Perfect scones

Готовим Desserts Perfect scones

Tuck into these freshly baked scones, served with raspberry jam and cream - the perfect afternoon delight.

  1. Preheat oven to 230C. Sift the flour into a large bowl. Use your fingertips to rub the butter into the flour until it resembles fine breadcrumbs. Add the sugar and a pinch of salt. Make a well in the centre and pour the buttermilk into the well. Use a butter knife in a cutting action to stir until a soft, sticky dough forms. If necessary, add more buttermilk to soften the dough.
  2. Turn the dough onto a lightly floured work surface and knead with a light touch until the dough just comes together.
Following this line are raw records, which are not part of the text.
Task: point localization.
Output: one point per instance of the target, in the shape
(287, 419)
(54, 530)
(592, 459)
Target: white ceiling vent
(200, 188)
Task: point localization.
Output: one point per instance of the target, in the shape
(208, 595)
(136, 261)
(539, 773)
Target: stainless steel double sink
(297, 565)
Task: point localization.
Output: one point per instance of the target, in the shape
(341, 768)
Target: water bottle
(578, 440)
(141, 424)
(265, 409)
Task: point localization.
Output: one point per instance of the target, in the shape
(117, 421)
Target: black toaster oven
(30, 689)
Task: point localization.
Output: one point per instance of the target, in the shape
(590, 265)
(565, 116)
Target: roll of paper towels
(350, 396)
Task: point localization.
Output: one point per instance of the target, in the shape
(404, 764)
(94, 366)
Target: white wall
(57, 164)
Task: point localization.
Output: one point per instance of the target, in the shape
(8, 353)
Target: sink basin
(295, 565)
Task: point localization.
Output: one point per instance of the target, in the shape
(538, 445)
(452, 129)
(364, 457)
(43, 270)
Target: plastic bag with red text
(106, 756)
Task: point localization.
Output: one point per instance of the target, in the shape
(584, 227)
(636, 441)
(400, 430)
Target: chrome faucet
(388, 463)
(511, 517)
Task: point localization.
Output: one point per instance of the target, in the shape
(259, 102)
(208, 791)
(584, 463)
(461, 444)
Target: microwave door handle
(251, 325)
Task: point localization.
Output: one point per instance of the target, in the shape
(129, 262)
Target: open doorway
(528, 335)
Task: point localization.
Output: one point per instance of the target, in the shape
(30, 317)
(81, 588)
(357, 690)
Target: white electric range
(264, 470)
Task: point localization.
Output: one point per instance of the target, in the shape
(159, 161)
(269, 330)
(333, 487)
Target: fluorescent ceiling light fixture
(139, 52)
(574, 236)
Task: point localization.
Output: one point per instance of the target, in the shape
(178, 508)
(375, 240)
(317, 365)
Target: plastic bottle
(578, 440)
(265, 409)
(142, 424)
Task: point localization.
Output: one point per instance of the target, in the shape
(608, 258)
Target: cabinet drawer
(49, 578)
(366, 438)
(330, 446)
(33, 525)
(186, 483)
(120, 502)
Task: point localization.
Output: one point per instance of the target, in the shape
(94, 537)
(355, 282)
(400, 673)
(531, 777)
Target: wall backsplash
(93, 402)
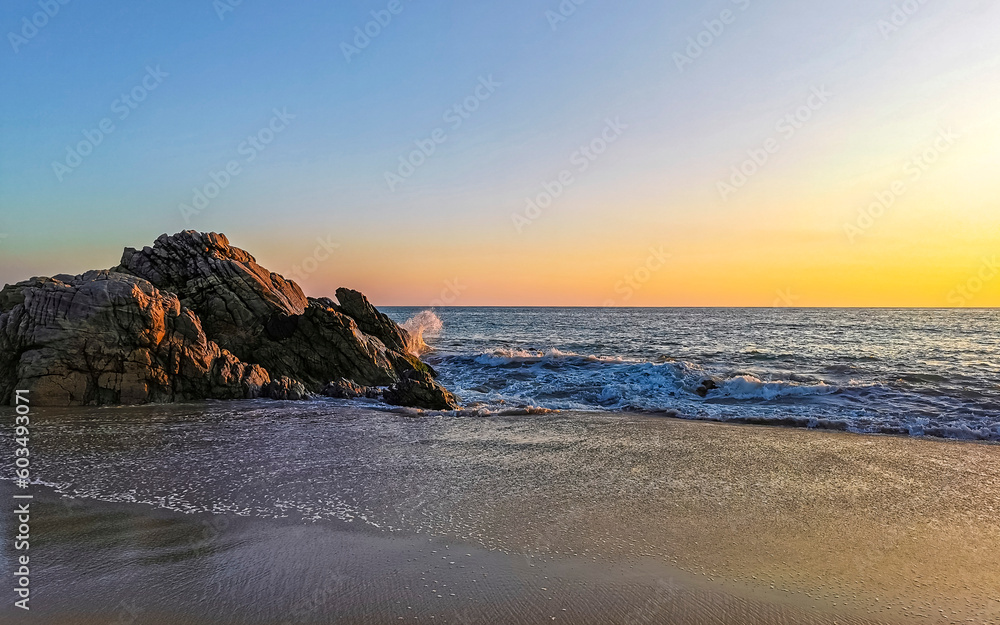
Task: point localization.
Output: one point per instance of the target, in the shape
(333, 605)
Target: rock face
(193, 318)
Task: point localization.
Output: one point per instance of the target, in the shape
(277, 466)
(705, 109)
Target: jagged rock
(110, 338)
(705, 387)
(243, 324)
(285, 388)
(345, 389)
(419, 389)
(371, 321)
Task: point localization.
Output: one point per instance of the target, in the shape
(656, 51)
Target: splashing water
(424, 323)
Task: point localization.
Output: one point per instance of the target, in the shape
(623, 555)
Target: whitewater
(929, 373)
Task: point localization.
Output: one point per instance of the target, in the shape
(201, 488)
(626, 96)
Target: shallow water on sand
(774, 519)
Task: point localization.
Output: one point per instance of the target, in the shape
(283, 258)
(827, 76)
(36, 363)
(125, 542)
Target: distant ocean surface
(914, 372)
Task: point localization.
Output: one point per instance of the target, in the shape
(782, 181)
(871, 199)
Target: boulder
(371, 321)
(345, 389)
(193, 317)
(419, 389)
(285, 388)
(110, 338)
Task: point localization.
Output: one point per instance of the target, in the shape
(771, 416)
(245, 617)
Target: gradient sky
(446, 233)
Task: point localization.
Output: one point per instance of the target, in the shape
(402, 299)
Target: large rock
(371, 321)
(246, 326)
(111, 338)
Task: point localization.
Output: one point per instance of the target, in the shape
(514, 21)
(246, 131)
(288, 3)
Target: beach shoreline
(694, 521)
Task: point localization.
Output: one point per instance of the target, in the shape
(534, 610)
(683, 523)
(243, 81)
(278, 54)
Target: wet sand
(692, 523)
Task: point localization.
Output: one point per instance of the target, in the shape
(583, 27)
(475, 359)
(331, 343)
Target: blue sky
(324, 172)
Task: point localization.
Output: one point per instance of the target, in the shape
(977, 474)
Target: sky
(526, 152)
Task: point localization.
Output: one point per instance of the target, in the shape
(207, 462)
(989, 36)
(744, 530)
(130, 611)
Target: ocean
(559, 491)
(914, 372)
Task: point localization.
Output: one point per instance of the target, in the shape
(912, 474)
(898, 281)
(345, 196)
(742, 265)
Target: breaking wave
(424, 323)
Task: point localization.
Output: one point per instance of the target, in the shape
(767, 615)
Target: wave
(565, 380)
(424, 323)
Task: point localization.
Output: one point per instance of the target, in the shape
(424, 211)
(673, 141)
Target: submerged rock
(345, 389)
(285, 388)
(194, 318)
(419, 389)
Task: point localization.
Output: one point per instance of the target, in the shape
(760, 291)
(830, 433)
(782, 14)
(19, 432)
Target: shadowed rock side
(194, 318)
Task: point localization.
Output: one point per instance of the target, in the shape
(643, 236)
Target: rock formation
(194, 318)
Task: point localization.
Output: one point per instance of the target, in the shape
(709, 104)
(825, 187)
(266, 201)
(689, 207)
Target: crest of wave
(424, 323)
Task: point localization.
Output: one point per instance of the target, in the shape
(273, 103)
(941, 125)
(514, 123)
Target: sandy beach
(681, 522)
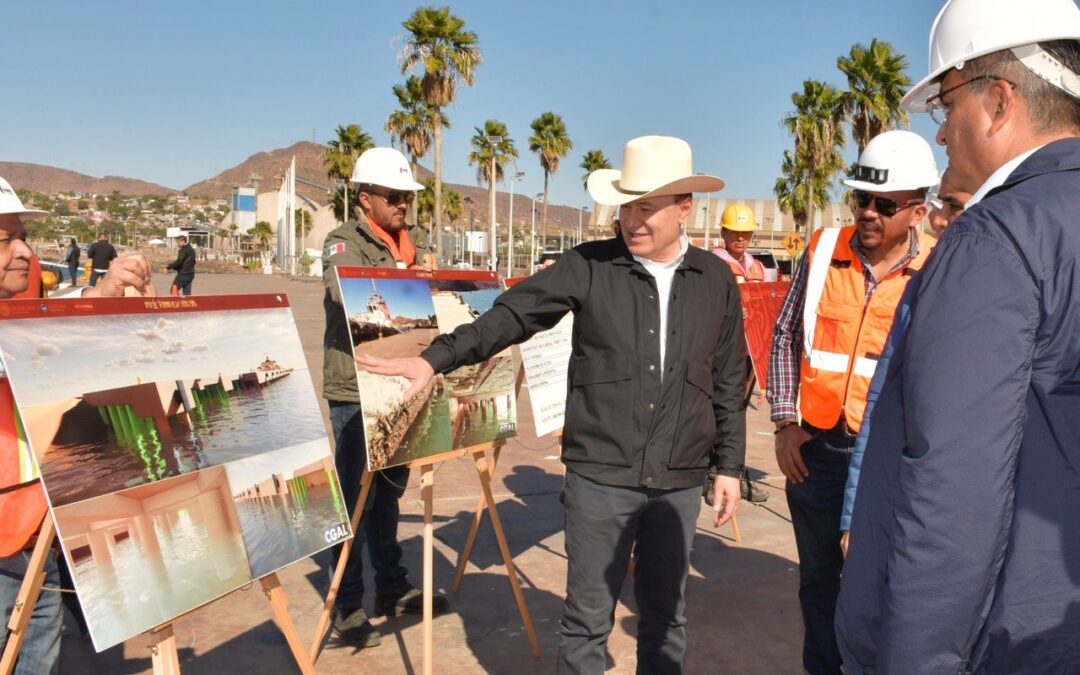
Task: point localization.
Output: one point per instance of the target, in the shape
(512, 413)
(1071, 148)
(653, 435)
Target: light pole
(532, 232)
(493, 143)
(510, 224)
(705, 208)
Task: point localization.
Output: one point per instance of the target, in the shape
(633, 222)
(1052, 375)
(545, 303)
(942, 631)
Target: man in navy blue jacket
(966, 543)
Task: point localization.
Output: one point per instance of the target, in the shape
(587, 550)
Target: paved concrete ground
(742, 609)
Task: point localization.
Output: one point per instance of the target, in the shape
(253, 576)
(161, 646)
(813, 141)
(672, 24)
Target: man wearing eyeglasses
(964, 540)
(831, 331)
(376, 234)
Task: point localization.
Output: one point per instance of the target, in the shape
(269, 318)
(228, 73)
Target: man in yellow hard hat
(737, 230)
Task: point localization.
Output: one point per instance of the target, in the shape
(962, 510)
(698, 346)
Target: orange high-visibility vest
(756, 271)
(844, 334)
(23, 502)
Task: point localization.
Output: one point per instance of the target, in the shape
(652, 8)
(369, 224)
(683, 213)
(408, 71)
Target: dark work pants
(815, 505)
(603, 524)
(379, 524)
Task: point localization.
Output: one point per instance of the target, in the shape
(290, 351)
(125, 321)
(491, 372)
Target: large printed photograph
(111, 401)
(482, 396)
(396, 313)
(180, 446)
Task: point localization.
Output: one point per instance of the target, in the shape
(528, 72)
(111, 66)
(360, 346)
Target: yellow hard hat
(739, 217)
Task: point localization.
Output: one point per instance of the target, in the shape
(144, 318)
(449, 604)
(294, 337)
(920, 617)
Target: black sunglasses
(883, 205)
(395, 197)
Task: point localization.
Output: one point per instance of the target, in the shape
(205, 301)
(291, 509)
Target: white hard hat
(386, 167)
(967, 29)
(11, 204)
(896, 160)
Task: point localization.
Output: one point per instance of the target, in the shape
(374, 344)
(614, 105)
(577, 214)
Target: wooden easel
(484, 471)
(162, 639)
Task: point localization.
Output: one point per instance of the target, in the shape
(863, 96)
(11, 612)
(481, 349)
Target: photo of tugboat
(374, 321)
(163, 397)
(396, 431)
Handle the dough gently and be careful not to overwork it, as this will cause your scones to become tough. Use your fingertips to gently pat the dough out to form a 3cm-thick disc. Lightly dust a 23cm square cake pan with flour.
  3. Use a 5cm-diameter round cutter dipped in flour to cut scones from the dough. Re-form any excess dough to cut out more scones. Arrange the scones, just touching, in the prepared pan. Lightly brush the tops with buttermilk. Bake on the top shelf of the oven for 10-12 mins or until golden and scones sound hollow when tapped. Turn out onto a tea towel. Serve warm with jam and cream.